On Responsible Machine Learning Datasets with Fairness, Privacy, and Regulatory Norms

Artificial Intelligence (AI) has made its way into various scientific fields, providing astonishing improvements over existing algorithms for a wide variety of tasks. In recent years, there have been severe concerns over the trustworthiness of AI technologies. The scientific community has focused on the development of trustworthy AI algorithms. However, machine and deep learning algorithms, popular in the AI community today, depend heavily on the data used during their development. These learning algorithms identify patterns in the data, learning the behavioral objective. Any flaws in the data have the potential to translate directly into algorithms. In this study, we discuss the importance of Responsible Machine Learning Datasets and propose a framework to evaluate the datasets through a responsible rubric. While existing work focuses on the post-hoc evaluation of algorithms for their trustworthiness, we provide a framework that considers the data component separately to understand its role in the algorithm. We discuss responsible datasets through the lens of fairness, privacy, and regulatory compliance and provide recommendations for constructing future datasets. After surveying over 100 datasets, we use 60 datasets for analysis and demonstrate that none of these datasets is immune to issues of fairness, privacy preservation, and regulatory compliance. We provide modifications to the ``datasheets for datasets" with important additions for improved dataset documentation. With governments around the world regularizing data protection laws, the method for the creation of datasets in the scientific community requires revision. We believe this study is timely and relevant in today's era of AI.

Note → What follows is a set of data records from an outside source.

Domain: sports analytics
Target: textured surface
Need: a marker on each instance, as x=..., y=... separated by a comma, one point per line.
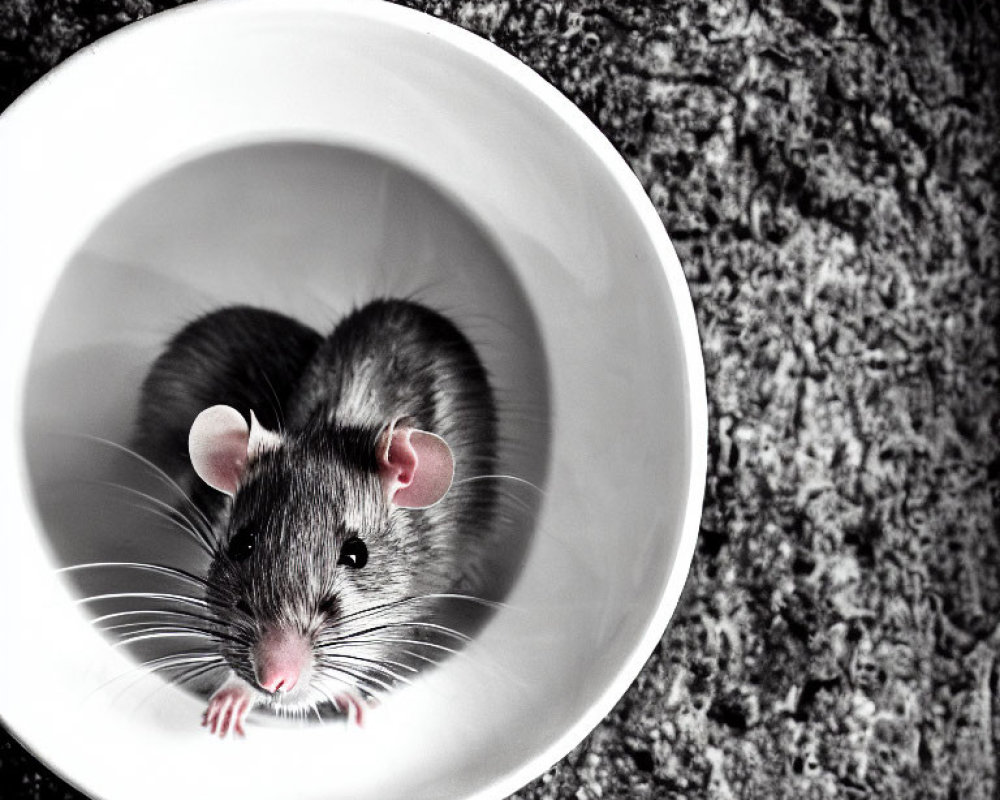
x=828, y=172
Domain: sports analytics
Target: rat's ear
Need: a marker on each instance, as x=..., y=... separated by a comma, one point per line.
x=415, y=467
x=221, y=446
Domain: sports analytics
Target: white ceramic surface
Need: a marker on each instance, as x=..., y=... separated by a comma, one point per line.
x=303, y=154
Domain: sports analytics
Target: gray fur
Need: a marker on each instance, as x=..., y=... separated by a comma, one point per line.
x=300, y=502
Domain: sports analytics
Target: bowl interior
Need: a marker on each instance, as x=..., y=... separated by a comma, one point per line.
x=306, y=157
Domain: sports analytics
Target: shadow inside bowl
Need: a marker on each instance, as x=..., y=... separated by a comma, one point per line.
x=307, y=229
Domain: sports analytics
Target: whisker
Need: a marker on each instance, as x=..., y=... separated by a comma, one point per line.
x=142, y=637
x=161, y=569
x=202, y=535
x=514, y=478
x=156, y=470
x=150, y=611
x=165, y=596
x=358, y=676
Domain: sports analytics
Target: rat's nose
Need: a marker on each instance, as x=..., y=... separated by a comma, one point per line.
x=280, y=658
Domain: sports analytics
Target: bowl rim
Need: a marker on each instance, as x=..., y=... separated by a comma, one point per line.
x=696, y=423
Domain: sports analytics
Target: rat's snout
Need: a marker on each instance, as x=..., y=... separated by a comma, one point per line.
x=281, y=659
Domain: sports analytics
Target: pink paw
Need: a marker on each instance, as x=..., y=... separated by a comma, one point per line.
x=353, y=706
x=228, y=708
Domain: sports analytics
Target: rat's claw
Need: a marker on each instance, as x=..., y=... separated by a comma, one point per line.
x=353, y=706
x=228, y=709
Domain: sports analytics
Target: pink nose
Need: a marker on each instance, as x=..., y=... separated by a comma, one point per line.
x=281, y=657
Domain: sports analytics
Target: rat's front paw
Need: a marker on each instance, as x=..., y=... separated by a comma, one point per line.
x=228, y=708
x=353, y=706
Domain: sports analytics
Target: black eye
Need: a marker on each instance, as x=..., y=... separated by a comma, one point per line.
x=328, y=606
x=353, y=553
x=241, y=545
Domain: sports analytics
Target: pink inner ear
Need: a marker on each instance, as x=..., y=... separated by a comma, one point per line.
x=416, y=467
x=217, y=444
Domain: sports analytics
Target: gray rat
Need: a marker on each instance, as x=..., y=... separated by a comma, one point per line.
x=343, y=498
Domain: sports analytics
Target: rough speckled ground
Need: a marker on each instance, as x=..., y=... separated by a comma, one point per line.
x=828, y=172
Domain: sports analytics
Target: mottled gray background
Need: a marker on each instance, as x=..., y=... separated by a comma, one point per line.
x=828, y=172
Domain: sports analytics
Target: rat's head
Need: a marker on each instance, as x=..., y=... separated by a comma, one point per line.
x=320, y=555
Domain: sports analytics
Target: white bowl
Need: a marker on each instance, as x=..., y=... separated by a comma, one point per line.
x=305, y=155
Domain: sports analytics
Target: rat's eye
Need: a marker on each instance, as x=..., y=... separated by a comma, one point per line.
x=328, y=606
x=353, y=553
x=241, y=545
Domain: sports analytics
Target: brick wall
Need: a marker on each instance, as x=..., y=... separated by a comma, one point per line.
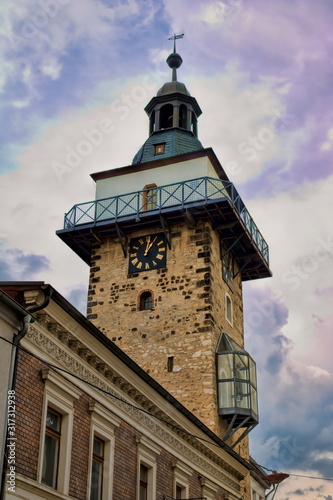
x=29, y=389
x=186, y=321
x=80, y=448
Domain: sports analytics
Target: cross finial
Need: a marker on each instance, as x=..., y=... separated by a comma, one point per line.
x=174, y=38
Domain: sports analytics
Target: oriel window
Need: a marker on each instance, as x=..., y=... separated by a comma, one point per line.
x=51, y=448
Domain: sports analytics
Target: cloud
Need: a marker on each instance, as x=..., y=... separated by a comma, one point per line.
x=15, y=265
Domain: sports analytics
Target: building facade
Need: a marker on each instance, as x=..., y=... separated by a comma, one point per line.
x=167, y=260
x=91, y=424
x=152, y=395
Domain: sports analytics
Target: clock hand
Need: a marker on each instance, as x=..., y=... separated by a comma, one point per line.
x=151, y=244
x=148, y=246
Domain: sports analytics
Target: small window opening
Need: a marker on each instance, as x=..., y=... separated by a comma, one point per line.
x=97, y=469
x=228, y=309
x=51, y=448
x=183, y=116
x=146, y=301
x=152, y=126
x=170, y=364
x=143, y=482
x=179, y=492
x=166, y=114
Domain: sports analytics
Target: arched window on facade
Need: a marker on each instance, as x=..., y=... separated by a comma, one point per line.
x=146, y=301
x=194, y=128
x=152, y=125
x=166, y=116
x=183, y=116
x=149, y=201
x=228, y=309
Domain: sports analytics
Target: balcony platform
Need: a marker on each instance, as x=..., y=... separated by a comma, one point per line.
x=204, y=198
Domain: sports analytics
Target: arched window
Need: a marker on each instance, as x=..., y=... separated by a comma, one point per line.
x=228, y=309
x=183, y=116
x=194, y=127
x=149, y=201
x=146, y=301
x=166, y=116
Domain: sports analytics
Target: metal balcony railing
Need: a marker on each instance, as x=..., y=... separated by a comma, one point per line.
x=180, y=194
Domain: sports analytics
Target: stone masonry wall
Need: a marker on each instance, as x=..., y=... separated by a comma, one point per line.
x=187, y=318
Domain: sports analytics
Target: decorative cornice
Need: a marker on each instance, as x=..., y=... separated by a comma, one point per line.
x=194, y=449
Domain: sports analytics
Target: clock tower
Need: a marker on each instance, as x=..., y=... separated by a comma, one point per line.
x=169, y=242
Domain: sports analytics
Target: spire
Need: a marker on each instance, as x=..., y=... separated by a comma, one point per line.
x=173, y=115
x=174, y=60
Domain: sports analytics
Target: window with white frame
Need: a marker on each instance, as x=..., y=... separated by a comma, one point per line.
x=103, y=424
x=146, y=469
x=181, y=476
x=209, y=489
x=51, y=448
x=228, y=309
x=56, y=431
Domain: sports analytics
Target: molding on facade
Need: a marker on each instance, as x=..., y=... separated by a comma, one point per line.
x=101, y=375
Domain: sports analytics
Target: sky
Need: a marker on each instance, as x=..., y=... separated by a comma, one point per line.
x=74, y=79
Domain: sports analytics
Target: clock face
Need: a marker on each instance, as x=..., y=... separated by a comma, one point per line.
x=147, y=252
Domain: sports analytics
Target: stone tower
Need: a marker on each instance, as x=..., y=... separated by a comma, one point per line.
x=169, y=242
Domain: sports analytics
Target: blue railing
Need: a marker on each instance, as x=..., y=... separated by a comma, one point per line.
x=179, y=194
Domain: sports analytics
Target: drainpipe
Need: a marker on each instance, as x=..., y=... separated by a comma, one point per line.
x=27, y=320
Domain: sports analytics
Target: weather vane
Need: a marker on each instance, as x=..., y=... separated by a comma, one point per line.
x=174, y=38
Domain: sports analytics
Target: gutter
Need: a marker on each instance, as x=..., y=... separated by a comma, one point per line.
x=27, y=319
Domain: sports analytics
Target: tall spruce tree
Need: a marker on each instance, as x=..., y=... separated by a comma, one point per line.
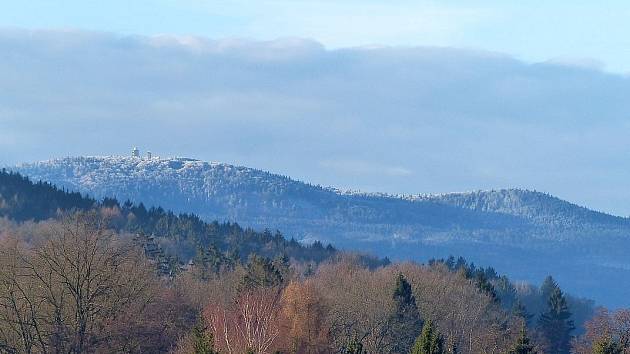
x=555, y=324
x=519, y=310
x=405, y=322
x=430, y=341
x=523, y=344
x=607, y=345
x=261, y=273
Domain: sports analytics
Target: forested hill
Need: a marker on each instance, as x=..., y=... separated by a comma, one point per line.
x=542, y=208
x=525, y=234
x=180, y=236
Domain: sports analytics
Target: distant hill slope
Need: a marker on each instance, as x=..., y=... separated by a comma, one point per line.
x=181, y=235
x=541, y=208
x=525, y=234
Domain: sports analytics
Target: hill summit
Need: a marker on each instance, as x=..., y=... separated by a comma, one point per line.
x=524, y=233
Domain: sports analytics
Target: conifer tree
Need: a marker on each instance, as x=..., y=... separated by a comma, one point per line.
x=203, y=342
x=606, y=345
x=405, y=322
x=555, y=324
x=519, y=310
x=523, y=344
x=429, y=342
x=261, y=273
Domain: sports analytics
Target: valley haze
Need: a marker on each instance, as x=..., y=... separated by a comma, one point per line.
x=524, y=234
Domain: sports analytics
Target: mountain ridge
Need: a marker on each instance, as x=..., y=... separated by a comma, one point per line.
x=526, y=234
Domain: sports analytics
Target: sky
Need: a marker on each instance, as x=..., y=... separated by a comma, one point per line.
x=399, y=97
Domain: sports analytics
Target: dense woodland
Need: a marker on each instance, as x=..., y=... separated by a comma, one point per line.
x=81, y=276
x=523, y=233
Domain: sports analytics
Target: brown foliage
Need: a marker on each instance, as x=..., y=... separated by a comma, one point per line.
x=615, y=325
x=74, y=287
x=305, y=314
x=250, y=322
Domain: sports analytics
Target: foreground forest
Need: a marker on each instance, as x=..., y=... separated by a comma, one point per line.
x=526, y=234
x=83, y=276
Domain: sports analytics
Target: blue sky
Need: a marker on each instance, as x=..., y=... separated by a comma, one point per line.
x=580, y=32
x=400, y=97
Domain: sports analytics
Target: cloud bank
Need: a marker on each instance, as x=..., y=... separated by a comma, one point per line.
x=391, y=119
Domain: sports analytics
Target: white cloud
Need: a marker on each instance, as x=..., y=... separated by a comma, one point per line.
x=393, y=119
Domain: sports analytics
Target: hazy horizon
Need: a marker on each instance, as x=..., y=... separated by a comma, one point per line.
x=424, y=97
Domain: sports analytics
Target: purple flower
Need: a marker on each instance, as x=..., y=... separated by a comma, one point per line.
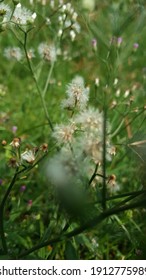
x=119, y=41
x=135, y=46
x=94, y=44
x=29, y=203
x=22, y=188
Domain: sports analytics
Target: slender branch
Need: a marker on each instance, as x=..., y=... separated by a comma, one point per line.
x=48, y=79
x=2, y=234
x=36, y=83
x=89, y=224
x=104, y=156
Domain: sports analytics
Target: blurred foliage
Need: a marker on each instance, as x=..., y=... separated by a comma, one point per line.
x=55, y=212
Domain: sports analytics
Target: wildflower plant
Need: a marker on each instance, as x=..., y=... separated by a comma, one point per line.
x=72, y=124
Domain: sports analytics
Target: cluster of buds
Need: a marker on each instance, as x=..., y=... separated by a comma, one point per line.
x=29, y=156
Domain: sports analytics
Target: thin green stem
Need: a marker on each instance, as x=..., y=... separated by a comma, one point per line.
x=36, y=83
x=2, y=206
x=48, y=79
x=104, y=158
x=88, y=225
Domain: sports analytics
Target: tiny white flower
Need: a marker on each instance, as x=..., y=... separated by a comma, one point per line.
x=13, y=53
x=77, y=94
x=5, y=11
x=23, y=16
x=47, y=52
x=64, y=133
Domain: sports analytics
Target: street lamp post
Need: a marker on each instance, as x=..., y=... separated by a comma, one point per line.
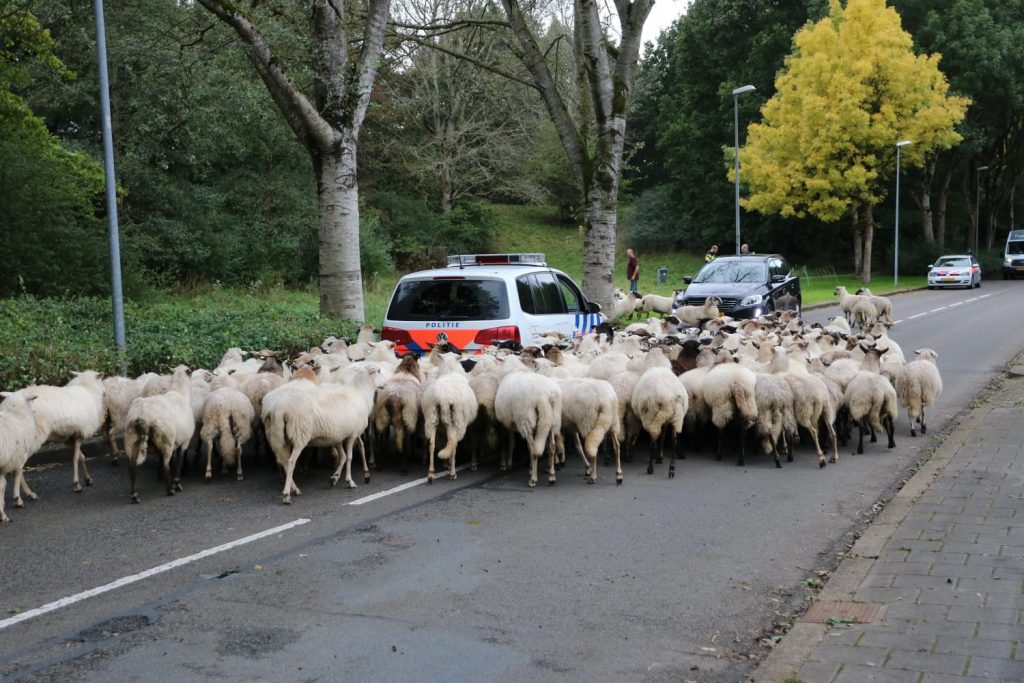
x=899, y=146
x=735, y=124
x=977, y=207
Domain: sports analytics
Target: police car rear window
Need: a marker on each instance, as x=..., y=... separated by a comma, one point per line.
x=450, y=300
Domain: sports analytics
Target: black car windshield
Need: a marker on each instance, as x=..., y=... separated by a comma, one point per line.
x=732, y=271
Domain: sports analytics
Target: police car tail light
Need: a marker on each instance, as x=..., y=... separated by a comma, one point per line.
x=399, y=337
x=492, y=335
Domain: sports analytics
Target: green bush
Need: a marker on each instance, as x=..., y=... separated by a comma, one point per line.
x=656, y=222
x=43, y=340
x=421, y=238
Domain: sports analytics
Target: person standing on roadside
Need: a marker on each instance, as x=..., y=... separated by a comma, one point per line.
x=632, y=269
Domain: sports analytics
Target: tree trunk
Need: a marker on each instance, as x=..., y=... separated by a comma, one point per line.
x=858, y=243
x=867, y=235
x=338, y=211
x=940, y=210
x=924, y=201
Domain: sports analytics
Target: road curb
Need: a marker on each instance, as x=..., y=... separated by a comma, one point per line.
x=783, y=663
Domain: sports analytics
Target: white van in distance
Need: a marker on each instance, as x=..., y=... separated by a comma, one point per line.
x=1013, y=255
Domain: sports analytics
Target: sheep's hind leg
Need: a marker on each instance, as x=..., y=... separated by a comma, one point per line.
x=3, y=496
x=290, y=486
x=431, y=435
x=209, y=460
x=22, y=486
x=79, y=458
x=182, y=454
x=672, y=457
x=363, y=456
x=586, y=460
x=653, y=452
x=619, y=460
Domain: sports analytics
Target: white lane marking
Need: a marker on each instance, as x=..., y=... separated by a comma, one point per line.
x=400, y=487
x=64, y=602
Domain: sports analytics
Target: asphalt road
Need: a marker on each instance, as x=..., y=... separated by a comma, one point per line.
x=480, y=579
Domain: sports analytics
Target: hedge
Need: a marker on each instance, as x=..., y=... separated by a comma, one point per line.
x=43, y=340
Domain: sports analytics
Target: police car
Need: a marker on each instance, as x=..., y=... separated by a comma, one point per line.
x=480, y=299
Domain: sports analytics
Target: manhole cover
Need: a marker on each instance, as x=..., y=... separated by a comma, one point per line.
x=850, y=612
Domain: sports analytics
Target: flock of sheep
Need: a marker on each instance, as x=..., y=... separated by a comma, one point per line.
x=775, y=380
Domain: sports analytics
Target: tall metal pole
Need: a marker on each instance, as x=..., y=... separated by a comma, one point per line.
x=899, y=146
x=977, y=207
x=735, y=128
x=112, y=202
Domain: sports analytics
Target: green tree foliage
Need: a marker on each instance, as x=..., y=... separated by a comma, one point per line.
x=683, y=115
x=50, y=238
x=982, y=46
x=852, y=88
x=212, y=184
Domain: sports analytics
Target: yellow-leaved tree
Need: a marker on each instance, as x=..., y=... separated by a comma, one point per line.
x=849, y=91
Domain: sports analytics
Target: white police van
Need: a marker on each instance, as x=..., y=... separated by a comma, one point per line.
x=480, y=299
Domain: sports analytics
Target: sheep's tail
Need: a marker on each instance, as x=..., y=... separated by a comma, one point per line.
x=745, y=403
x=141, y=429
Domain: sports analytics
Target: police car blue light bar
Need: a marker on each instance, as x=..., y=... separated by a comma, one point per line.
x=525, y=258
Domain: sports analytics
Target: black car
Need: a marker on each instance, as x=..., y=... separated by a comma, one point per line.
x=748, y=286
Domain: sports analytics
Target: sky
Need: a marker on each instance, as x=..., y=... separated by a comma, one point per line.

翻译：人工智能已渗透至多个科学领域，在各类任务中展现出对现有算法的显著改进。近年来，AI技术的可信度问题引发严重关切。科学界致力于开发可信AI算法，但当前AI领域主流的机器学习和深度学习算法高度依赖其开发过程中使用的数据。这些学习算法通过识别数据中的模式来习得行为目标，数据中的任何缺陷都可能直接转化为算法漏洞。本研究探讨了负责任机器学习数据集的重要性，并提出了一套基于责任准则的数据集评估框架。现有研究多聚焦于算法可信度的后验评估，而我们提出的框架则独立考量数据组件以理解其在算法中的作用。我们从公平性、隐私保护和合规性三个维度审视负责任数据集，并为未来数据集构建提供建议。通过调研超过100个数据集，最终选取60个数据集进行分析，结果表明所有数据集均存在公平性、隐私保护及合规性问题。我们对数据文档规范提出改进建议，通过关键补充完善了"数据集说明书"框架。随着全球各国纷纷出台数据保护法规，科学界的数据集构建方法亟需革新。本研究在当下AI时代具有重要时效性与现实意义。